The swan stopped its lame hop, turned on its good wing, transformed, and shook her human hand at Khlarn. The Djaltoujim’s naked human form had hair the color of blood and bright white, oddly unblemished skin, with neither freckle nor the discoloration of veins, less like human skin than like placid cream. “You are an abomination,” it said, “a bit of spell-singing divinity that spites the divine.”
“Would you find holiness in killing me?” Khlarn chuckled through the still labored breathing from being both pursued and pursuer.
“Aside from the goddess, blasphemer, no one finds holiness.”
This was too much for the ancient Djaltoujim, who wept freely his tears of frustration, pity, and sorrow. “You worship one who orphaned you,” he said, “and are lost to those who wish you saved.”
“Coruna saved me.” When she raised her good arm, a jagged burst of light cleaved Khlarn’s shoulder.
Blood soaked Khlarn’s robe, beard, hair, and right eye, so that he squinted up at the leering, younger Djaltoujim, whose face was both haloed and shadowed by the burning, midday sun. As he lay dying, he forgave this poor egg, who had never learned right from wrong, but was twisted by the lies of divinity. “I forgive you,” he said, choking blood that trickled into the blood pooling under him. “How many?”
She kicked him in the side. “Though evil knows not how to forgive, I will answer you, as your soul will not echo in the dwindling darkness. You assumed wrongly that the monks smashed the eggs. They saved a full flock.”
“One zealot shy of full,” said another voice. Craning his neck as best as he could, Khlarn was rewarded with a fresh spate of bleeding and the sight of a tall, muscled man, dressed simply in bright swaths of green linen.
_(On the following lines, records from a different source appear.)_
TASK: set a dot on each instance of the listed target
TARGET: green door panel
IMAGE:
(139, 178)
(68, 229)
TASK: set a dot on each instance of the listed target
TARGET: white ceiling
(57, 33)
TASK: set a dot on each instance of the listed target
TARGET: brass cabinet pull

Merry green eyes blazed from a face fringed by a wild mane of red hair and a tangled beard.
“Step back!” shouted the albino Djaltoujim. “Who are you?”
“Two commands, one in the interrogative sense,” said the green-clad man. “If I disobey both, I transgress twice. You have much to learn about authority, hatchling.” His tone was a shade friendlier than neutral, like a school teacher. “In a very short time,” he added, and from his face fire erupted in an incendiary stream, engulfing the Djaltoujim and sending a back-blast of cinders and ashes over Khlarn.
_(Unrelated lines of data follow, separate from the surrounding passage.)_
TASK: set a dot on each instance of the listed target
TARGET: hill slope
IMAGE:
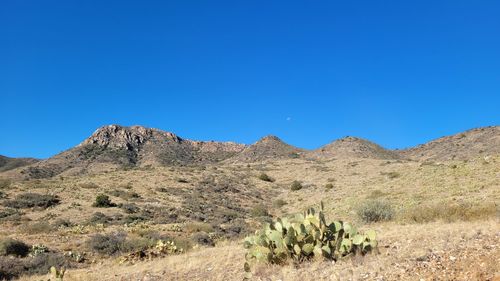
(462, 146)
(352, 147)
(115, 146)
(8, 163)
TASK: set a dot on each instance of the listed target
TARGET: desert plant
(296, 185)
(278, 203)
(265, 177)
(5, 183)
(31, 200)
(103, 201)
(375, 210)
(259, 210)
(57, 274)
(12, 247)
(107, 244)
(305, 236)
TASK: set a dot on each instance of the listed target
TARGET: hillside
(8, 163)
(352, 147)
(269, 147)
(117, 147)
(462, 146)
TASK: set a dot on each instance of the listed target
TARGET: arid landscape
(100, 208)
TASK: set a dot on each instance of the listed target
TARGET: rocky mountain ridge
(117, 147)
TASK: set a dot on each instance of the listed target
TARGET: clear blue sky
(396, 72)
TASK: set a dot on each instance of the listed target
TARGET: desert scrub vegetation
(305, 236)
(375, 210)
(451, 211)
(5, 183)
(296, 185)
(265, 177)
(103, 201)
(12, 247)
(259, 210)
(32, 200)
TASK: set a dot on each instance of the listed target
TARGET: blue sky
(396, 72)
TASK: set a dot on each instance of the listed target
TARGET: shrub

When the fiery deluge stopped, the man’s face was immaculately unkempt, not one frowsy beard hair singed or out of place. He stooped to pick up Khlarn. “You could make this easier on me, you know,” the large man grumbled, but grunted only a little under the weight.
“Urgu,” Khlarn said feebly.
“Did my manner of speech or the fire tip you off?”
“Is he...”
“Oh yes.”
“I didn’t know...”
“That sentences have an object? That I change shape? That you should save your strength? All three are true,” he said. “Sleep,” he added, and Khlarn obliged him.